CHANT X

Vers 1 à 36

DANS LE CERCLE DES HÉRÉSIARQUES, DANTE RENCONTRE L'ÂME DE FARINATA DEGLI UBERTI*

Ora sen va per un secreto calle,
tra 'l muro de la terra e li martìri,
lo mio maestro, e io dopo le spalle.

«O virtù somma, che per li empi giri
mi volvi», cominciai, «com' a te piace,
parlami, e sodisfammi a' miei disiri.

La gente che per li sepolcri giace
potrebbesi veder? già son levati
tutt' i coperchi, e nessun guardia face».

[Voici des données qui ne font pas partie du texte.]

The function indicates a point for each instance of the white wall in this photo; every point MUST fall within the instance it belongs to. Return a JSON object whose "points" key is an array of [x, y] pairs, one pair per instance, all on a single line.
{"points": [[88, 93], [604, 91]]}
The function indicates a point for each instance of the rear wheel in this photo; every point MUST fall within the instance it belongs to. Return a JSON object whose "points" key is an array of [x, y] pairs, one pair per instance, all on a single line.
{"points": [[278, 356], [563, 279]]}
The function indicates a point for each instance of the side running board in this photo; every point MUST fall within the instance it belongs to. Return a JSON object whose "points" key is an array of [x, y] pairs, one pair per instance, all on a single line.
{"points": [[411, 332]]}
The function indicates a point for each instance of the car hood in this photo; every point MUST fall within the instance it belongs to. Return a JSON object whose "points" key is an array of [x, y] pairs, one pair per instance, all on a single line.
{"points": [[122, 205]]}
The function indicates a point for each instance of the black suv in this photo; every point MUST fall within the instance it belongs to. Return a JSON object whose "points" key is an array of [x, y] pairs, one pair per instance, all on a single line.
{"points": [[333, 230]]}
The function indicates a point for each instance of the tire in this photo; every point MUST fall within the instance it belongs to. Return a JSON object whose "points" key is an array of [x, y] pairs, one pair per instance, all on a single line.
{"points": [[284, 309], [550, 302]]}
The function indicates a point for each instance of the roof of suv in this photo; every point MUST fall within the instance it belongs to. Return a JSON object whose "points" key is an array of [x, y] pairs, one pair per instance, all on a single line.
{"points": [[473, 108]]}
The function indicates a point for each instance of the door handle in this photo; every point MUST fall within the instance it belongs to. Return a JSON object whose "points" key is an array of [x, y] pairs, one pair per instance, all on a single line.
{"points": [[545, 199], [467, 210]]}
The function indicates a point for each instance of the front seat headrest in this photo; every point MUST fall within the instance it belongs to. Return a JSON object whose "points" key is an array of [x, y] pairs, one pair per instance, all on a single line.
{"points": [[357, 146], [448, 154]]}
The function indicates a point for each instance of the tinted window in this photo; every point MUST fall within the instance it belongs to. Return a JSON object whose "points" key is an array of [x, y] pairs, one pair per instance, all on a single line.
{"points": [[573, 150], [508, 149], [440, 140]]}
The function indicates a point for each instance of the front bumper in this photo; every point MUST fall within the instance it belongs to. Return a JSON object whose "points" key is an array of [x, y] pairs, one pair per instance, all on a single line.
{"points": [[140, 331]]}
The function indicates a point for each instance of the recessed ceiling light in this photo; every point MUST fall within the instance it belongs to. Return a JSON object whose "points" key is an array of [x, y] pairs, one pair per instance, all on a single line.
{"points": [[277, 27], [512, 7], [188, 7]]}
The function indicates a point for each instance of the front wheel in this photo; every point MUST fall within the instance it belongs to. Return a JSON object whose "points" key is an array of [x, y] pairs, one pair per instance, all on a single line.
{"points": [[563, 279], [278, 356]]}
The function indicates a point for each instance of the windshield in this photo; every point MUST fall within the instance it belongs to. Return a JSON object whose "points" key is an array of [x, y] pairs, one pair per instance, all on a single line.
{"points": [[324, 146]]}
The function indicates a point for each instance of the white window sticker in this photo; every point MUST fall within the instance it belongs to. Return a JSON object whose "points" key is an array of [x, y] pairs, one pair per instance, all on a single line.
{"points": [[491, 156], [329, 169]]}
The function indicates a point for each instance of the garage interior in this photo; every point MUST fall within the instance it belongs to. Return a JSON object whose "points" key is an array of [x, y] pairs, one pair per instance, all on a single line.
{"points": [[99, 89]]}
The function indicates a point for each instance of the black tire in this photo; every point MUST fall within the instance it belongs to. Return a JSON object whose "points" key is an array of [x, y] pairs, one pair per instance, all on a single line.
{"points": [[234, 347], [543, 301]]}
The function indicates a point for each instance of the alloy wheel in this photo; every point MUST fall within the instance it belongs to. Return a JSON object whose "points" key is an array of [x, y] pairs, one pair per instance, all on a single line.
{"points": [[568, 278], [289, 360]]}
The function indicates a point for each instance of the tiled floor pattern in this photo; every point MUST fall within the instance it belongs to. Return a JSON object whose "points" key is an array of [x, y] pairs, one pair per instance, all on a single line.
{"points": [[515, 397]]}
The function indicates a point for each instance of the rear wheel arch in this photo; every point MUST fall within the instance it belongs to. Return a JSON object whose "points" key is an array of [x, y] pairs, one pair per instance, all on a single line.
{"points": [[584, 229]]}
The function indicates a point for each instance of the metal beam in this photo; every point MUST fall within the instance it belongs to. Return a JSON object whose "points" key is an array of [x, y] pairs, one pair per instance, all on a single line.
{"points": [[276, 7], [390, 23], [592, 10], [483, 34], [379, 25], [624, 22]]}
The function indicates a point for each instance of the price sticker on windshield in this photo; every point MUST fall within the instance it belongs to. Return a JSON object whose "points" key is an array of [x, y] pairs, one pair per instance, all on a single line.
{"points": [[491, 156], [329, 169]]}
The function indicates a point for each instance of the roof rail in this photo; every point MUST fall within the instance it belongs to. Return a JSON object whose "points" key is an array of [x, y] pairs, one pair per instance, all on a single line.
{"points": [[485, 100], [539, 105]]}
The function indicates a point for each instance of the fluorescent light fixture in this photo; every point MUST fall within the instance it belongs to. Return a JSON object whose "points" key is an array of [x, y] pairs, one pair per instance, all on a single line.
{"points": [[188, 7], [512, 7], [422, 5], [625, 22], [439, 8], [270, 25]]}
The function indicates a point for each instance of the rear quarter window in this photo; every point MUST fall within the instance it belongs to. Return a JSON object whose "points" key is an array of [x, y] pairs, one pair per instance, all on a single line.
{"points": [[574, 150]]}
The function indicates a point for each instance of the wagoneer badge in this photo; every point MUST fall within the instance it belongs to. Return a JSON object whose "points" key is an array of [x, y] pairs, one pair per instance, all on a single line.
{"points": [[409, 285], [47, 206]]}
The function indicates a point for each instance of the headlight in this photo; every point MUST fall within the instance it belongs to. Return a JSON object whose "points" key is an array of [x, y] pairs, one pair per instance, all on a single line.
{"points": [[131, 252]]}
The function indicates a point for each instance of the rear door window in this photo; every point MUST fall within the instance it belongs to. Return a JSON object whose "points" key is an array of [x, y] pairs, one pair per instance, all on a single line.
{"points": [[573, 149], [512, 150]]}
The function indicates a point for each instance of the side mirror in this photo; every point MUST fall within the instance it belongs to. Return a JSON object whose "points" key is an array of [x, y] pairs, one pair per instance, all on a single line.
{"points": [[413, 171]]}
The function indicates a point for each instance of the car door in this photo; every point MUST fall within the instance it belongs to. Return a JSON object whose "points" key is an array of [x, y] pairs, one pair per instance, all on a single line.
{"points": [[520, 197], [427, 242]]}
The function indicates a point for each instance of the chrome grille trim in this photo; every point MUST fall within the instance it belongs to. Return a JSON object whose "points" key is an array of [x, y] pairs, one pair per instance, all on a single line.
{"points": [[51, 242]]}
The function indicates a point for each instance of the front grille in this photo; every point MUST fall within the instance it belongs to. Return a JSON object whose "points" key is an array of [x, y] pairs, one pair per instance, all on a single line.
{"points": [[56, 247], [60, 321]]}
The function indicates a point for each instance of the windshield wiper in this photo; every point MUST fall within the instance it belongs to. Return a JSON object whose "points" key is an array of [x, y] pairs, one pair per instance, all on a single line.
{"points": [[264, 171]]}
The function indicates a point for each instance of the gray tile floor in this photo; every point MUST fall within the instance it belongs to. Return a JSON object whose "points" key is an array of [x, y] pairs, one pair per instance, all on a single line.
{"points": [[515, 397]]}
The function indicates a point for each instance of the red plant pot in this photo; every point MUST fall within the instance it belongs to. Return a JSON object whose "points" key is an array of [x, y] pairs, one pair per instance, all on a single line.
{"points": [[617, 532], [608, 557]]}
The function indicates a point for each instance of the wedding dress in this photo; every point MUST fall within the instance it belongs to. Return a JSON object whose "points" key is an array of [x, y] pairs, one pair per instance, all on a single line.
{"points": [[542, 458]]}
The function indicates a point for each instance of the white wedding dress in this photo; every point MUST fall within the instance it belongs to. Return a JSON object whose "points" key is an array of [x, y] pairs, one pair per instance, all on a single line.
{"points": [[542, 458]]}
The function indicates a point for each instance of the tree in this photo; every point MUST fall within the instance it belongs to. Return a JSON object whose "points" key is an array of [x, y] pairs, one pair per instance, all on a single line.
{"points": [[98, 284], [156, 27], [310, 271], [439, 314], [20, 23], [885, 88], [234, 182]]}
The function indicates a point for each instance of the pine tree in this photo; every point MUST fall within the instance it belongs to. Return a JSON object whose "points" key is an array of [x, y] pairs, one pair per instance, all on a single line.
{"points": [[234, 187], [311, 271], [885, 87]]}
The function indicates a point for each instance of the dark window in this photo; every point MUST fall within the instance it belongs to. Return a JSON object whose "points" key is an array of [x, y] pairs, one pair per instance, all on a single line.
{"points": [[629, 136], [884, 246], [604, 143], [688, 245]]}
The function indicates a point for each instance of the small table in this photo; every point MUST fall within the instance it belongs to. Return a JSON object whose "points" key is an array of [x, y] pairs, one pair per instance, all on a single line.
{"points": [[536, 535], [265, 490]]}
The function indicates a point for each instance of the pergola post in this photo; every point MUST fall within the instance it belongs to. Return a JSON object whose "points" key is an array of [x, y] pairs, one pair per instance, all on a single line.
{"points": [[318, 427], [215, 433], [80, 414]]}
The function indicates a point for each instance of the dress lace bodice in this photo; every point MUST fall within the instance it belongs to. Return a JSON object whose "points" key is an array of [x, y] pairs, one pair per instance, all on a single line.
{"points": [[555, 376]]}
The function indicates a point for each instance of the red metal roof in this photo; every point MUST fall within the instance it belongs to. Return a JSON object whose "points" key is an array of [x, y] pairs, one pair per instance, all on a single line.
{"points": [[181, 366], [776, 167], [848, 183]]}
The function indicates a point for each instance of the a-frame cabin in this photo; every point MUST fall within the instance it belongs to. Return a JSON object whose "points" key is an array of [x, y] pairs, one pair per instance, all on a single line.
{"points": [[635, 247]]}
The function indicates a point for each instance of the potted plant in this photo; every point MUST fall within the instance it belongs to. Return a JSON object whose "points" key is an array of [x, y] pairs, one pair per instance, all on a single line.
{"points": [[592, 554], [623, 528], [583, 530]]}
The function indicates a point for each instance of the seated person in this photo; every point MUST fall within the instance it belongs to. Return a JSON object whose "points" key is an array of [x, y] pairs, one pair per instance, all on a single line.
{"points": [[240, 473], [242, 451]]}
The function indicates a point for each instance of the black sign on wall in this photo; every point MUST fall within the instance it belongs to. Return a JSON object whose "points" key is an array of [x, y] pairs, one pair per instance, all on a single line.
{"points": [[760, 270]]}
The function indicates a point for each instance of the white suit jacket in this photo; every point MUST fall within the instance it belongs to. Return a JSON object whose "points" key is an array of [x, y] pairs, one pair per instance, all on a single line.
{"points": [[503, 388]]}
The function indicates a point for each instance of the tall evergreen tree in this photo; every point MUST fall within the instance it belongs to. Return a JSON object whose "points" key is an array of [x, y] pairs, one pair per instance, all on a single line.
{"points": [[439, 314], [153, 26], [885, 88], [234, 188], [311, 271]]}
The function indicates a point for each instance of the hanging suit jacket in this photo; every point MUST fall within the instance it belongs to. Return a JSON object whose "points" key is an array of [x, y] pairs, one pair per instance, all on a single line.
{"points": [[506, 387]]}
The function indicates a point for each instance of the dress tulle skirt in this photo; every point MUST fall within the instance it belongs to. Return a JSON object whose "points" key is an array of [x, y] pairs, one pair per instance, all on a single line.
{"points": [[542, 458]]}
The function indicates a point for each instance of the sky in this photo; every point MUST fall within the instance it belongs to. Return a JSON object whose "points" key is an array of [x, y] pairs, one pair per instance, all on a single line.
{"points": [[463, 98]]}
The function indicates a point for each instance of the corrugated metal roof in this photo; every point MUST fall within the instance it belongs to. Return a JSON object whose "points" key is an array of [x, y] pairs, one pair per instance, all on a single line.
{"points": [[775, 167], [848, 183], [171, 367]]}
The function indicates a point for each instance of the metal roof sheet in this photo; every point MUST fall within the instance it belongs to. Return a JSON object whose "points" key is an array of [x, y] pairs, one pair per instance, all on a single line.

E quelli a me: «Tutti saran serrati
quando di Iosafàt qui torneranno
coi corpi che là sù hanno lasciati.

Suo cimitero da questa parte hanno
con Epicuro tutti suoi seguaci,
che l'anima col corpo morta fanno.

Però a la dimanda che mi faci
quinc' entro satisfatto sarà tosto,
e al disio ancor che tu mi taci».

E io: «Buon duca, non tegno riposto
a te mio cuor se non per dicer poco,
e tu m'hai non pur mo a ciò disposto».

«O Tosco che per la città del foco
vivo ten vai così parlando onesto,
piacciati di restare in questo loco.

La tua loquela ti fa manifesto
di quella nobil patrïa natio,
a la qual forse fui troppo molesto».

Subitamente questo suono uscìo
d'una de l'arche; però m'accostai,
temendo, un poco più al duca mio.

Ed el mi disse: «Volgiti! Che fai?
Vedi là Farinata che s'è dritto:
da la cintola in sù tutto 'l vedrai».

Io avea già il mio viso nel suo fitto;
ed el s'ergea col petto e con la fronte
com' avesse l'inferno a gran dispitto.

Maintenant, par un étroit sentier, entre le mur de la ville et les tourmentés, va mon Maître et moi derrière lui. – O vertu suprême dis-je, qui, comme il te plaît, me conduis par les tristes circuits, parle-moi et satisfais mes désirs. La gent qui gît dans les sépulcres, pourrait-on la voir? Tous les couvercles sont levés, et nul ne les garde. Et lui à moi: «Tous seront scellés, quand de Josaphat ils reviendront ici avec les corps qu'ils ont laissés là-haut. De ce côté ont leur cimetière, avec Épicure, tous ces sectateurs, qui veulent que l'âme meure avec le corps. Au reste, de là dedans on satisfera bientôt ta demande, et aussi le désir que tu me tais.» Et moi: – Bon maître, si je ne te découvre pas tout mon coeur, c'est pour être bref comme déjà auparavant tu m'y as induit.

– «O Toscan, qui t'en vas, vivant, par la cité du feu ainsi sagement parlant, qu'il te plaise t'arrêter en ce lieu! Ton langage montre que tu es né dans cette noble patrie à laquelle peut-être je fus trop rude.»

Subitement cette voix sortit d'une des tombes: de quoi effrayé, je me rapprochai un peu de mon Guide. Et lui me dit: «Que fais-tu? Tourne-toi. Vois là Farinata qui s'est levé: tu le verras tout entier de la ceinture en haut.»

J'avais déjà mes yeux fixés sur les siens, et lui de la poitrine et du front se dressait, comme s'il eût eu l'enfer à grand mépris.

* Farinata degli Uberti, chef des Gibelins de Florence au 12 ème siècle. Battu par les Guelfes (lr parti de Dante) en 1250. Il reprit toutes les villes de Toscanes, 10 ans après.